Everywhere I turn, I hear people talking about someone who recently got married, divorced, remarried, redivorced, gave up on love, gave up on marriage, sewing their ex… It seems like a global epidemical melt down in communication between the sexes! Could it be linked to the unrealistic image we have had in our minds since childhood? You know the one: “And they walked down the isle and lived happily ever after!” it was in Cinderella, Snow white and pretty much every single fairytale story that followed… We assume that marriage is just an extension of relationships and that we simply have to show up… WRONG!
Not to cast a dark cloud here but marriage is hard work… In the sense that we cannot just ignore our relationship and expect love to grow and evolve on its own… No! We have to work at it… we have to face our issues as mature adults and keep our egos out of the conversation…
I have personally been divorced before but found the courage to make the jump again 4 years ago. So glad I did because I am now happily married to an amazing man who supports me in everything I do. It is through this relationship that I came to believe there can be healthy marriages and here are 5 pillars that have been the foundation for our successful partnership this far…
They say marry someone you can talk to… Even if you are not used to long conversations with your partner you can practice and get better at it.

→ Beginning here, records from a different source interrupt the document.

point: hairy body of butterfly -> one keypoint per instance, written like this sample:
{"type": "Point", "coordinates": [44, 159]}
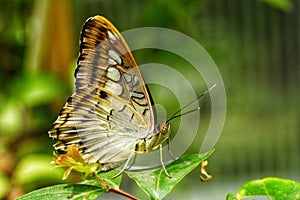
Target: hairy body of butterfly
{"type": "Point", "coordinates": [109, 116]}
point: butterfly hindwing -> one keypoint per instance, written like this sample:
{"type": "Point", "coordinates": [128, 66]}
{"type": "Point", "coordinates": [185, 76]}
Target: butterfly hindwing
{"type": "Point", "coordinates": [110, 110]}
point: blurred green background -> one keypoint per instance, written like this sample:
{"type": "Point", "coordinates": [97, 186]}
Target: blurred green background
{"type": "Point", "coordinates": [255, 44]}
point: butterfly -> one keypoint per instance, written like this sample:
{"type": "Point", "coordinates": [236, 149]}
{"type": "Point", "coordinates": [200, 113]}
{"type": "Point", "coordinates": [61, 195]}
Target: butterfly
{"type": "Point", "coordinates": [109, 116]}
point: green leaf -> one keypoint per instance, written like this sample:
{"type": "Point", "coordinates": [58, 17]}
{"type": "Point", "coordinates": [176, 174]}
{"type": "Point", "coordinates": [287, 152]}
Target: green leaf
{"type": "Point", "coordinates": [155, 182]}
{"type": "Point", "coordinates": [65, 191]}
{"type": "Point", "coordinates": [88, 189]}
{"type": "Point", "coordinates": [230, 196]}
{"type": "Point", "coordinates": [285, 5]}
{"type": "Point", "coordinates": [273, 188]}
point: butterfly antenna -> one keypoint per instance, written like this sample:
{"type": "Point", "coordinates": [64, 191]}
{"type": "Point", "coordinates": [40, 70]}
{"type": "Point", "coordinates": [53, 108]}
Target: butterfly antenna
{"type": "Point", "coordinates": [175, 115]}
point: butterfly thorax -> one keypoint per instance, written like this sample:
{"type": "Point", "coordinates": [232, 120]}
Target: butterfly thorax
{"type": "Point", "coordinates": [153, 141]}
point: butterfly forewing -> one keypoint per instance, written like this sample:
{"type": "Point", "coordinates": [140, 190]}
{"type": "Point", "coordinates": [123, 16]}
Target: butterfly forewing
{"type": "Point", "coordinates": [110, 110]}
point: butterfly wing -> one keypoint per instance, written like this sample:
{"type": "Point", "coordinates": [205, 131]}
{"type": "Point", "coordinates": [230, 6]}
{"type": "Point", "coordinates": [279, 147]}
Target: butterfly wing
{"type": "Point", "coordinates": [110, 110]}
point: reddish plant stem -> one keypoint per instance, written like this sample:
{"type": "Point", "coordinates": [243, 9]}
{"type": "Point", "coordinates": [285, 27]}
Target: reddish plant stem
{"type": "Point", "coordinates": [121, 192]}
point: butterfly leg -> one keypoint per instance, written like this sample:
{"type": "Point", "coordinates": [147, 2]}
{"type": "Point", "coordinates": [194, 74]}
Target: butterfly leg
{"type": "Point", "coordinates": [169, 150]}
{"type": "Point", "coordinates": [125, 167]}
{"type": "Point", "coordinates": [162, 162]}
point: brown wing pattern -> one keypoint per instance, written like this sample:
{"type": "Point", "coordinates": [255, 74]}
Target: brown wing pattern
{"type": "Point", "coordinates": [110, 110]}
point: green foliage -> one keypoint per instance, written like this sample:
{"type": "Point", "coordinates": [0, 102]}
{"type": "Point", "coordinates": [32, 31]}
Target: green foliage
{"type": "Point", "coordinates": [88, 189]}
{"type": "Point", "coordinates": [154, 182]}
{"type": "Point", "coordinates": [273, 188]}
{"type": "Point", "coordinates": [285, 5]}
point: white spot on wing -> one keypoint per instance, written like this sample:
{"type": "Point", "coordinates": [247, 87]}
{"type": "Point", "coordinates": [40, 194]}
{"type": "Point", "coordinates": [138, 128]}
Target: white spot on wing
{"type": "Point", "coordinates": [115, 56]}
{"type": "Point", "coordinates": [113, 74]}
{"type": "Point", "coordinates": [137, 95]}
{"type": "Point", "coordinates": [115, 88]}
{"type": "Point", "coordinates": [111, 62]}
{"type": "Point", "coordinates": [112, 36]}
{"type": "Point", "coordinates": [127, 78]}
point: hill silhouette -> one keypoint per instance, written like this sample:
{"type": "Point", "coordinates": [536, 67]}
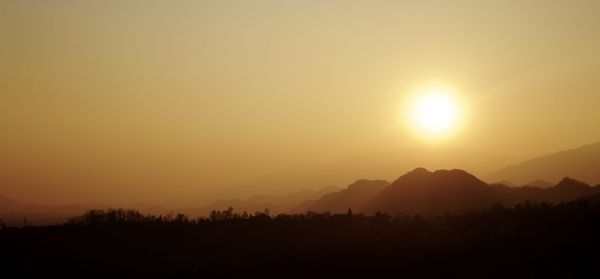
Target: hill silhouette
{"type": "Point", "coordinates": [355, 196]}
{"type": "Point", "coordinates": [583, 163]}
{"type": "Point", "coordinates": [443, 191]}
{"type": "Point", "coordinates": [425, 192]}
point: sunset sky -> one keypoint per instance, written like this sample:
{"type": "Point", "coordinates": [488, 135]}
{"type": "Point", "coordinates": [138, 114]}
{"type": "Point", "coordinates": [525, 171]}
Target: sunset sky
{"type": "Point", "coordinates": [184, 102]}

Might not happen from the first or second try but just make time regularly to talk about anything that comes to mind… You can start shallow at first and then work your way into deeper more meaningful subjects to build the friendship side of your partnership.
So many couples encounter issues during the course of their relationships and find themselves in the midst of anger-filled quarrels that sometimes end up in swearing, screaming and door slamming… Promise each other that no matter what the argument you will “discuss” it openly and with a calm and composed attitude so that it becomes productive… Some men don’t enjoy these sit downs because they find them unnecessary and time-consuming but the truth is women need to talk it through! They can’t just press the “FIX” button and end the conversation… Don’t confuse this with “conversation” – that one is for pure entertainment purposes… 🙂
Einstein once said that insanity is “Doing the same thing over and over again and expecting different results,” so rightly said and it applies directly to relationships in my view. If there is a recurring problem then there is an area that needs to be worked on and you have to be willing to identify a new course of action that might require you to change for the better. We are not talking about personality traits here just habits.
If you want to have a long and healthy relationship you have to be willing to resolve each issue you face thoroughly enough to get to the core of it…. Discuss the problem, what bothered each of you about it and how it ought to be handled if it were to pop up again and boy will it! The goal is not to repeat the same mistakes and live in eternal loop mode! This process has to be very constructive and so avoid the blame game and don’t drag the past into it, stick to the facts and truly mean to sort things out. Avoid dwelling, simply point out the elements, agree on a way forward and move on… Eventually you get better and faster at this just keep in mind that you have to choose your battles; some things are just not worth fretting over…
You have to be genuinely committed to working things out no matter how heated the situation gets. I have seen so many couples head straight for the door when things got rough and that includes yours truly! It is much easier to call it quits but I discovered that it’s sticking it through that earns us the right of passage. Surely I’m not talking about abusive relationships; that is an entirely different post!
I’m sure you’re all familiar with this statement: “50% of marriages end up in divorce,” and yet we still do it… Because in fact, having someone to share our life with can be a great experience… Don’t you think?